Feature Request: Reverse Query for auth rule

Really have been digging into performance of our auth rules this week trying to optimize everything I can on my end.

I have a schema with auth rules such as:

type User @auth(
  query: { or: [
    { rule: "{$USERROLE: { eq: \"ADMINISRATOR\" }}" }
    { rule: "query ($USERNAME: String!) { queryUser(filter: { username: { eq: $USERNAME } }) { username } }" }
  ]}
  add: { rule: "{$USERROLE: { eq: \"ADMINISRATOR\" }}" }
  update: { rule: "{$USERROLE: { eq: \"ADMINISRATOR\" }}" }
  delete: { rule: "{$USERROLE: { eq: \"ADMINISRATOR\" }}" }
) {
  username: String! @id
  name: String!
  hasNotes: [Note] @hasInverse(field: by)
}

type Note @auth(
  query: { or: [
    { rule: "{$USERROLE: { eq: \"ADMINISRATOR\" }}" }
    { rule: "query ($USERNAME: String!) { queryNote { user(filter: { username: { eq: $USERNAME } }) { username } } }" }
  ]}
  add: { or: [
    { rule: "{$USERROLE: { eq: \"ADMINISRATOR\" }}" }
    { rule: "query ($USERNAME: String!) { queryNote { user(filter: { username: { eq: $USERNAME } }) { username } } }" }
  ]}
  update: { or: [
    { rule: "{$USERROLE: { eq: \"ADMINISRATOR\" }}" }
    { rule: "query ($USERNAME: String!) { queryNote { user(filter: { username: { eq: $USERNAME } }) { username } } }" }
  ]}
  delete: { or: [
    { rule: "{$USERROLE: { eq: \"ADMINISRATOR\" }}" }
    { rule: "query ($USERNAME: String!) { queryNote { user(filter: { username: { eq: $USERNAME } }) { username } } }" }
  ]}
) {
  id: ID
  content: String
  by: User!
}

The concept here is that an administrator would have access to everything globally while a non admin regular user would have full access of their notes and read only access to their own user.

This works. But…

This method uses cascade theoretically on the query rules. Doing this selects ALL of the notes and then reduces from there to only the ones that have the Note.by predicate with the filtered edge.
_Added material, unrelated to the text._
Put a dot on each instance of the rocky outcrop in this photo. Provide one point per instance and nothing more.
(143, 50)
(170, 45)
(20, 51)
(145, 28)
A more efficient way to make the same query would be to reverse the query and first select the User and then use the User.hasNotes edge unfiltered. This would

  • reduce the footprint at root significantly reducing query times, and
  • remove a filter from an edge which reduces query times.

I understand that this would change how the query rule was applied to the query because right now it is expecting the root to be the same type to where it is applied. To this I have two possible solutions:

  1. Allow a user to define where the type match root is. As auth rules are not stacked on one another anyways, a query rule is querying against an unrestricted dataset. If a user could specify the place where the uid is expected then the dql conversion of the query could use that to tie it to the root type.
@auth( query: { rule: """
  query ($USERNAME: String!) { 
    getUser(username: $USERNAME) {
      hasNotes {
        id @here
      }
    }
  }
""" })
  1. Allow an advanced user to use DQL in auth rules. This would be really nice :smiley:
    a. Propose changing rule usage in a breaking change where rule only applies to RBAC
    b. Propose adding prop query which accepts a GraphQL query with the current type restrictions applied
    c. Propose adding prop dql which accepts a DQL query for advanced users
@auth( query: { dql: """
  query queryNote ($USERNAME: string!) {
    var(func: eq(User.username, $USERNAME)) {
      notes as Contact.hasNotes
    }
    queryNotes(func: uid(notes))
  }
""" })

NOTE: I am not 100% sure of my DQL syntax, I have never used graphql variables, as they are called, in DQL

Can you share some queries which are slow for you? We can look at them and see how can we improve their performance. We have found major improvements in the other query that we were looking at for you (which we are going to share soon). We want to see if the effects of the fix also help with these queries.

From the work that your team did on the query we sent you already that will most likely solve many other slower queries of the same rules format. I don’t have any other queries at hand that are any worse per se at this time. This OP was in hopes of writing more advanced query rules but that may not be needed seeing the superb results of the work done so far. I do think being able to write DQL queries would be nice for advanced users, but I understand that the demand might not be there for this feature at this time. Thank you again for all of the work you guys have done.